I made this blog site a while back cause I wanted to get back to writing. The last time I tried this it didn't go so well. At the time in as much as I knew that writing is hard, I wasn't prepared to handle the emotional and mental toll it took on me.
I've always had a hard time sorting out how I feel and putting it into words(yes, I say this a lot). Inside my head it's so often a mess cause there's a lot going on as I'm sure most of you would relate. It was hard to convey my message clearly in the way I'd hoped. At some point it started to feel ungenuine to myself and to those who were reading. Trying to write messages of motivation when you lack said thing was my biggest setback at the time and I hoped to find my way out of the slump quickly butbut that didn't pan out the way I'd hoped.

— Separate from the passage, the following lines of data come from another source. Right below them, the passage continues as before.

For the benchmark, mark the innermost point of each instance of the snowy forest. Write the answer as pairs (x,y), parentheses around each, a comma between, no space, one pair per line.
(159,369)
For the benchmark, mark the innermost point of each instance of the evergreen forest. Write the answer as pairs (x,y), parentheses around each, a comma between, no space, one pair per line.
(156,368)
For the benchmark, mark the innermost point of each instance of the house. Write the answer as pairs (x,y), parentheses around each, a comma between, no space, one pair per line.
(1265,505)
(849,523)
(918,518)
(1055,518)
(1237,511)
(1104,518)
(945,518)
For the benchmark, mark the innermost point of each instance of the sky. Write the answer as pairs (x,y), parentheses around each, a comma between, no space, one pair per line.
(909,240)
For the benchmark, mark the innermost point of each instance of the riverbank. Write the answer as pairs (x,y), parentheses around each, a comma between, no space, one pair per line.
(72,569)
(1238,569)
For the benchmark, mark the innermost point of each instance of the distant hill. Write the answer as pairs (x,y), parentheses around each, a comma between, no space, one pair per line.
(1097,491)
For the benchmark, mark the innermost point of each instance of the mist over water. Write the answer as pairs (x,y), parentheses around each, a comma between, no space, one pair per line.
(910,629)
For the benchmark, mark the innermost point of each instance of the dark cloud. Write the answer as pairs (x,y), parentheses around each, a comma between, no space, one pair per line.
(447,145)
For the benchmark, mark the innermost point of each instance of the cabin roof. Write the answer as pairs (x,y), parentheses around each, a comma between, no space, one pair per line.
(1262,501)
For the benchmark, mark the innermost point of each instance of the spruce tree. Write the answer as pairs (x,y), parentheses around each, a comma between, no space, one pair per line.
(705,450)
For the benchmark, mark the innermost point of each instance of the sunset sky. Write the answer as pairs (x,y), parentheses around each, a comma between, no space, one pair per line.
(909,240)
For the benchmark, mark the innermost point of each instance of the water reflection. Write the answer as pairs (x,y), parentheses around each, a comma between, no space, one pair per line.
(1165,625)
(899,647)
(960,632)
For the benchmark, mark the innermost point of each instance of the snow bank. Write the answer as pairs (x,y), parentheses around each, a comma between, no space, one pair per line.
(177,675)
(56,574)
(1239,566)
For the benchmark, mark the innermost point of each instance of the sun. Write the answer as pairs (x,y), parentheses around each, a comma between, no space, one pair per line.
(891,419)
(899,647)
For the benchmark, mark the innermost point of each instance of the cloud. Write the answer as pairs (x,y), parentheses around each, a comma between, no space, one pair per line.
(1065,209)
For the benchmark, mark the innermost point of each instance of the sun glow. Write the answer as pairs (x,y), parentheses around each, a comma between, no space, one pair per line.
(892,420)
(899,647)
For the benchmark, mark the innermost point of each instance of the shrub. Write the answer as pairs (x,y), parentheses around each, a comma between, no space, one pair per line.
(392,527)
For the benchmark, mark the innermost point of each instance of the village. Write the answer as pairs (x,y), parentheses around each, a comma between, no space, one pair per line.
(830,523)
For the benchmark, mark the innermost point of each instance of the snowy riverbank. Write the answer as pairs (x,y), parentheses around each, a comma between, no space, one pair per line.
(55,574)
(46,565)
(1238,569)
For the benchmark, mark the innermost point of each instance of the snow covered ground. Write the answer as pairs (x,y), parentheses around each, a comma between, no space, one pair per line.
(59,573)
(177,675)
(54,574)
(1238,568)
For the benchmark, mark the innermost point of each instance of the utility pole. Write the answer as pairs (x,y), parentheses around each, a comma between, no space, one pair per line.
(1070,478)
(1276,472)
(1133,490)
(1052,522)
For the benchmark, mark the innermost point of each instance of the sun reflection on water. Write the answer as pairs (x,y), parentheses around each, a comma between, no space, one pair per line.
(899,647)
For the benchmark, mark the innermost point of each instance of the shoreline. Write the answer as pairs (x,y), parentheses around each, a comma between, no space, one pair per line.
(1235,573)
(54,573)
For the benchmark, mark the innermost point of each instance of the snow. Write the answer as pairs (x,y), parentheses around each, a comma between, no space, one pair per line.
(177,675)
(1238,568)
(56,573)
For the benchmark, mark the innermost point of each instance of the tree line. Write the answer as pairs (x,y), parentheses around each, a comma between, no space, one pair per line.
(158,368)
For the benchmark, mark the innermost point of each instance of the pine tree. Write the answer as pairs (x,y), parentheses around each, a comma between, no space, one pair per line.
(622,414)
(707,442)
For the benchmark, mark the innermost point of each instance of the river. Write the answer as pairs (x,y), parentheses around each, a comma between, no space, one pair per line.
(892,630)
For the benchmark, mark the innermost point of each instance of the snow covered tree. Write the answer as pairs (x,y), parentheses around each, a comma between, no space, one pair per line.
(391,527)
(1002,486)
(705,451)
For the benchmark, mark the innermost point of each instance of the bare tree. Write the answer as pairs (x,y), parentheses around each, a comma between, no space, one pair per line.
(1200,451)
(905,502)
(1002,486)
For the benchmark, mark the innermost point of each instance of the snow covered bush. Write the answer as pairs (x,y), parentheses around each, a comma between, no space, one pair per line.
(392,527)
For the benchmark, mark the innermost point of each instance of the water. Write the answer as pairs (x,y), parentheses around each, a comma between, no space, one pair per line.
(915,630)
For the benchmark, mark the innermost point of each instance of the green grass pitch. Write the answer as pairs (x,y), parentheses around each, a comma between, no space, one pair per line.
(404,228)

Anyway fast track to when I created this blog. I thought I could hop back on no problem but as soon I tried writing something my mind went blank. I was scared. Funny because I'd always thought it was an inability to put my feelings into words...but it turns out I have a subconscious fear of coming to terms with my feelings.
It's always been kind of uncharted territory for me, doing this whole introspection thing. I've mostly just taken other people's descriptions of their experiences and matched them up with mine. It felt natural. It felt safe. That image of safety saved me from some things but in the long run it has harmed me more than I had realized. Hindered my ability to connect with people, mostly my family and friends and moreover myself.
So why am I talking about this. I had asked myself the same thing when I started typing this out. This is an honest attempt from me to try and be honest about how I feel. I consider this my first step to being a better me, in a way...so I hope you'll join me on this journey. However please bare with me because I will stumble a lot but I hope to get there and I hope thst maybe I'll help others a bit too.